Trilynne Jan 14th 2011 6:00PM
0.0 Wow! You're a busy dude! xP
Basil Berntsen Jan 14th 2011 6:02PM
Busy doesn't cut it- insane might be a little more accurate. Lucky my wife is very tolerant? Anyways, now you know why I always say I never farm. I simply can't ;)
HerriPaul Jan 14th 2011 3:06PM
I miss The Undermine Journal
QQ
Basil Berntsen Jan 14th 2011 5:56PM
Me too, buddy. Me too.
Ian Jan 14th 2011 3:08PM
Read that as "mega-blocks". Side effect of having 3 young nephews I guess.
Bynes Jan 14th 2011 3:09PM
Please don't take this as an insult Basil, but I love this column in spite of the fact that I've never actually learned anything new from it. I always expect to read some new "trick" and I'm always treated to just plain old common sense. Nothing in this column has ever been truly revealing about any market. And that's why I love it (i think). People crying about trade secrets being given away are just silly. Every week you give valuable info, and if more folks used this common sense approach, we'd see much more market stability. I'd love to see the day when people realize you shouldn't routinely sell items for less than the cost of the mats. Big tip right there! ;)
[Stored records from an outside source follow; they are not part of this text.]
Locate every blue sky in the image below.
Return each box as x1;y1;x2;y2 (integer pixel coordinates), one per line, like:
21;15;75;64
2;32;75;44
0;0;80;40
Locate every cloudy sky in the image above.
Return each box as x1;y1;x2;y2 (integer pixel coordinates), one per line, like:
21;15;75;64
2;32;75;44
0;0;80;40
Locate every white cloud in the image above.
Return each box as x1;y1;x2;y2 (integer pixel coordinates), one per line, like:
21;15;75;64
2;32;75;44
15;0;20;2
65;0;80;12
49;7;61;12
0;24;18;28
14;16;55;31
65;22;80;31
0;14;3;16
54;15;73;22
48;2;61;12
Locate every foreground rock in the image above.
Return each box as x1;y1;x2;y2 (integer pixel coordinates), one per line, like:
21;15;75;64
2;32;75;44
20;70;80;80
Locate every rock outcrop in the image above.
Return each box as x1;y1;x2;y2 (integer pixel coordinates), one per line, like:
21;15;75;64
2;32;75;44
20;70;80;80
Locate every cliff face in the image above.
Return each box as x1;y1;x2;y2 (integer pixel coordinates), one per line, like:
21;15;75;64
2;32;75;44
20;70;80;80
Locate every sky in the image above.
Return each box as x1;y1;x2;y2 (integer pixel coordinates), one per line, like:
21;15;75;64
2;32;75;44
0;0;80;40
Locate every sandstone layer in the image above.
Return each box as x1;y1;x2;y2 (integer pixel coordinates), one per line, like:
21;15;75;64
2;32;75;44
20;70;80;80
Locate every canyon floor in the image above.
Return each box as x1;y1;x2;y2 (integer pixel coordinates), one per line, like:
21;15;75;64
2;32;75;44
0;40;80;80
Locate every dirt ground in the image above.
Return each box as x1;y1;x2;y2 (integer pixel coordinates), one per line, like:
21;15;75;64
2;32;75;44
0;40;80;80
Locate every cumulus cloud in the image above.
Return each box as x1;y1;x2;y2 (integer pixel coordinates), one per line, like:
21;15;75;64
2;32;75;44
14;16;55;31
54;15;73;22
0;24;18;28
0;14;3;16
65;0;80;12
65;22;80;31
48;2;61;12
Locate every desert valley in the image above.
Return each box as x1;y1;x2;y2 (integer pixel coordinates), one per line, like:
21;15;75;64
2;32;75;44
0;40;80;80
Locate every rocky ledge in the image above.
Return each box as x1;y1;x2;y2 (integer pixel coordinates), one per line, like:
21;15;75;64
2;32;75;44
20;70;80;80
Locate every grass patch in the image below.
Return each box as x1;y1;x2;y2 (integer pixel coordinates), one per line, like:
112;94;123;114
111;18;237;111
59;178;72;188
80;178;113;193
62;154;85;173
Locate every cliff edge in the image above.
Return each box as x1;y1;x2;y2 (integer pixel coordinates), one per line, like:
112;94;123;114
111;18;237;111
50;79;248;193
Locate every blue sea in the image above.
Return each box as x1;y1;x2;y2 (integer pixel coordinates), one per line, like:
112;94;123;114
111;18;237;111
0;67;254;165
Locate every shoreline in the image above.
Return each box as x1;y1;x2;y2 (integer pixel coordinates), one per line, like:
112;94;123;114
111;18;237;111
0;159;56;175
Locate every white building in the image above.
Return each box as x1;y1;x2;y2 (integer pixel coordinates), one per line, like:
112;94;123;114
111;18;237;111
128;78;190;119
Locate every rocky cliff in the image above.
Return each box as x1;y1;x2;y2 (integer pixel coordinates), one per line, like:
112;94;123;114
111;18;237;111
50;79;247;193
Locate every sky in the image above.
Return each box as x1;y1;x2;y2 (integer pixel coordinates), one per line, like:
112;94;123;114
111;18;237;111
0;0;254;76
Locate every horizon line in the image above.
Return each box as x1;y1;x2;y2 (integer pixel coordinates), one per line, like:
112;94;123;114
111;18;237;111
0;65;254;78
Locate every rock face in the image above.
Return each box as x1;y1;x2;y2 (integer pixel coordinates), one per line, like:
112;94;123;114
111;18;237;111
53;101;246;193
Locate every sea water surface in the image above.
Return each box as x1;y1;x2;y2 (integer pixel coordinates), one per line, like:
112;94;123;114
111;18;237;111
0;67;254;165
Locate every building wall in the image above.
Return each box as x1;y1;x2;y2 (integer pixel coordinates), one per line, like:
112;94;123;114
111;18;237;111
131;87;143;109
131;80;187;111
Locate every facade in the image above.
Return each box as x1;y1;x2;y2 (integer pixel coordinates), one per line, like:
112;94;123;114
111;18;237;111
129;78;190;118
Fade2gray Jan 14th 2011 5:56PM
lol. Once I figured out that last point I sudenly started making Gold off the AH. Who'da thunk it! Only wish I'd come to that realization before Cata... I might have been able to afford that chopper I always drooled over.
Basil Berntsen Jan 14th 2011 5:55PM
I don't take it as an insult, but you're right about the content. This is really all common sense, but there are a lot of people who don't think in economic terms who will change their behavior based on common sense advice.
I try to avoid "zomg, do [x] for leet gold", because it's short sighted, and won't really work for anyone for long because of the medium it's being broadcast on. I try to teach people to fish instead of throwing fish at them.